The certificate expiration check playbook was recently updated to include
this check for the nodes.
[0] https://github.com/openshift/openshift-ansible/pull/11967
On Tue, Mar 31, 2020 at 1:12 PM Tim Dudgeon wrote:
> So thanks for the help in fixing this problem. Much appreciated.
>
> Having looked at it now after the event I have 2 concerns.
>
> 1. Whilst this is documented [1] the significance of this is not
> mentioned. Unless you do as described (either manually or automatically)
> your cluster will stop working 1 year after being deployed!
>
> 2. The playbooks that check certificate expiry [2] do not catch this
> problem.
>
> Thanks
> Tim
>
> [1]
> https://docs.okd.io/3.11/install_config/redeploying_certificates.html#cert-expiry-managing-csrs
>
> [2]
> https://docs.okd.io/3.11/install_config/redeploying_certificates.html#install-config-cert-expiry
>
>
> On 31/03/2020 17:05, Brian Jarvis wrote:
>
> Hello Tim,
>
> Each node has a client certificate that expire after one year.
> Run "oc get csr" you should see many pending requests, possibly
> thousands.
>
> To clear those run "oc get csr -o name | xargs oc adm certificate approve"
>
> One way to prevent this in the future is to deploy/enable the auto
> approver statefulset with the following command.
> ansible-playbook -vvv -i [inventory_file]
> /usr/share/ansible/openshift-ansible/playbooks/openshift-master/enable_bootstrap.yml
> -e openshift_master_bootstrap_auto_approve=true
>
> On Tue, Mar 31, 2020 at 11:53 AM Tim Dudgeon
> wrote:
>
>> Maybe an uncanny coincidence but with think the cluster was created
>> almost EXACTLY 1 year before it failed.
>> On 31/03/2020 16:17, Ben Holmes wrote:
>>
>> Hi Tim,
>>
>> Can you verify that the host's clocks are being synced correctly as per
>> Simon's other suggestion?
>>
>> Ben
>>
>> On Tue, 31 Mar 2020 at 16:05, Tim Dudgeon wrote:
>>
>>> Hi Simon,
>>>
>>> we're run those playbooks and all certs are reported as still being
>>> valid.
>>>
>>> Tim
>>>
>>> On 31/03/2020 15:59, Simon Krenger wrote:
>>> > Hi Tim,
>>> >
>>> > Note that there are multiple sets of certificates, both external and
>>> > internal. So it would be worth checking the certificates again using
>>> > the Certificate Expiration Playbooks (see link below).
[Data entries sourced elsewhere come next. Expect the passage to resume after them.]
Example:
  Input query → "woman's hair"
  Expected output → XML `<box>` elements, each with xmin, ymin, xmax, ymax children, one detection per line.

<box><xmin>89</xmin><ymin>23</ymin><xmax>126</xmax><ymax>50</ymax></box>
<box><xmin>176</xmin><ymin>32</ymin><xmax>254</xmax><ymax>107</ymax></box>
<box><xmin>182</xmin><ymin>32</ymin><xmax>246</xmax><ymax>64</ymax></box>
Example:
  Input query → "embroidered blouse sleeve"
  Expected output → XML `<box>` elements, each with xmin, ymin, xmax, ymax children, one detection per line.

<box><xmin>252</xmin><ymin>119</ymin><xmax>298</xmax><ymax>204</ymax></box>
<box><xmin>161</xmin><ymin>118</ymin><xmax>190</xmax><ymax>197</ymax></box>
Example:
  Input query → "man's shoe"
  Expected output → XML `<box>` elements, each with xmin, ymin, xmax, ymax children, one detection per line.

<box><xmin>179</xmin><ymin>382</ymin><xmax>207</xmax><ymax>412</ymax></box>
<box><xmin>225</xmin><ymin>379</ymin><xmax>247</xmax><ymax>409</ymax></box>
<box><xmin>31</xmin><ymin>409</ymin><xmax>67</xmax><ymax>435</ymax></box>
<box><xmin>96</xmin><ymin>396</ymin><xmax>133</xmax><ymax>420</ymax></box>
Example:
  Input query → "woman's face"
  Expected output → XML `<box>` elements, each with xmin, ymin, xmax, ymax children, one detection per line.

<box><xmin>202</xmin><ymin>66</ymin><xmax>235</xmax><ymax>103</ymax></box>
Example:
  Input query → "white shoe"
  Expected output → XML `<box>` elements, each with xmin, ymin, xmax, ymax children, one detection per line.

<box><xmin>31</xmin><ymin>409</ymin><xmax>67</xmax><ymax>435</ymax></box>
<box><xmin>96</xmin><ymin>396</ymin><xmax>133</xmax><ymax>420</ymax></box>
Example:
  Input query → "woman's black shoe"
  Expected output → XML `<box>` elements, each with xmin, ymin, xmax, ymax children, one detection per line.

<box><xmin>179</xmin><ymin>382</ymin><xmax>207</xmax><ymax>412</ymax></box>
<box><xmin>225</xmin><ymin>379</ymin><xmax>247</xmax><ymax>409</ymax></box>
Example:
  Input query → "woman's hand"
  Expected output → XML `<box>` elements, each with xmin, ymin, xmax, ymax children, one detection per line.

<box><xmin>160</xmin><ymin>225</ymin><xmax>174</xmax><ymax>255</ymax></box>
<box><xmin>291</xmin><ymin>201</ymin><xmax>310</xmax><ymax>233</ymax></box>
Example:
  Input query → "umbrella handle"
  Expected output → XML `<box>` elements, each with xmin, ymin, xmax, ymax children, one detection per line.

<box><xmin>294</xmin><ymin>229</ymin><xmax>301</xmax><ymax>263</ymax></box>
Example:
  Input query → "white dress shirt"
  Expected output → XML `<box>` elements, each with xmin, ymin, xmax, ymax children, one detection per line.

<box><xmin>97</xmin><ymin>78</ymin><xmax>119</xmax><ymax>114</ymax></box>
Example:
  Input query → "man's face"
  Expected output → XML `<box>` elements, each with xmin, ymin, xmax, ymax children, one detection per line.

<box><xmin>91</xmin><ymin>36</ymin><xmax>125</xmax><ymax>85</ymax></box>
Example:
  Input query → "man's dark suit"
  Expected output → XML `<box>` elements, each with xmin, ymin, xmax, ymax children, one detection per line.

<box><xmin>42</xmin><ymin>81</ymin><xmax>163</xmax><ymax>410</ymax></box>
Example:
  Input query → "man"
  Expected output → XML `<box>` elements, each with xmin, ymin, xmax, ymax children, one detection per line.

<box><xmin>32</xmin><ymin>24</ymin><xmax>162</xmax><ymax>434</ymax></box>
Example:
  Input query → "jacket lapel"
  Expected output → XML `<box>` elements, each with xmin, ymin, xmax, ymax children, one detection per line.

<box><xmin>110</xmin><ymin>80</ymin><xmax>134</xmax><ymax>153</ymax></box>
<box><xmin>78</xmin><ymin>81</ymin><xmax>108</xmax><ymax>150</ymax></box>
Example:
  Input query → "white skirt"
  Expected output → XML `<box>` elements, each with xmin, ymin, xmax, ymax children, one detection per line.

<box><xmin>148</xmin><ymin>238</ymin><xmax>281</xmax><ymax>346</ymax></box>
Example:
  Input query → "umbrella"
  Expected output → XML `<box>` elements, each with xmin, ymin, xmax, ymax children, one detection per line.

The
>>> > documentation also has an overview of what can be done to renew
>>> > certain certificates:
>>> >
>>> > - [ Redeploying Certificates ]
>>> >
>>> https://docs.okd.io/3.11/install_config/redeploying_certificates.html
>>> >
>>> > Apart from checking all certificates, I'd certainly review the time
>>> > synchronisation for the whole cluster, as we see the message "x509:
>>> > certificate has expired or is not yet valid".
>>> >
>>> > I hope this helps.
>>> >
>>> > Kind regards
>>> > Simon
>>> >
>>> > On Tue, Mar 31, 2020 at 4:33 PM Tim Dudgeon
>>> wrote:
>>> >> One of our OKD 3.11 clusters has suddenly stopped working without any
>>> >> obvious reason.
>>> >>
>>> >> The origin-node service on the nodes does not start (times out).
>>> >> The master-api pod is running on the master.
>>> >> The nodes can access the master-api endpoints.
>>> >>
>>> >> The logs of the master-api pod look mostly OK other than a huge number
>>> >> of warnings about certificates that don't really make sense as the
>>> >> certificates are valid (we use named certificates from let's Encryt
>>> and
>>> >> they were renewed about 2 weeks ago and all appear to be correct.
>>> >>
>>> >> Examples of errors from the master-api pod are:
>>> >>
>>> >> I0331 12:46:57.065147 1 establishing_controller.go:73] Starting
>>> >> EstablishingController
>>> >> I0331 12:46:57.065561 1 logs.go:49] http: TLS handshake error
>>> from
>>> >> 192.168.160.17:58024: EOF
>>> >> I0331 12:46:57.071932 1 logs.go:49] http: TLS handshake error
>>> from
>>> >> 192.168.160.19:48102: EOF
>>> >> I0331 12:46:57.072036 1 logs.go:49] http: TLS handshake error
>>> from
>>> >> 192.168.160.19:37178: EOF
>>> >> I0331 12:46:57.072141 1 logs.go:49] http: TLS handshake error
>>&g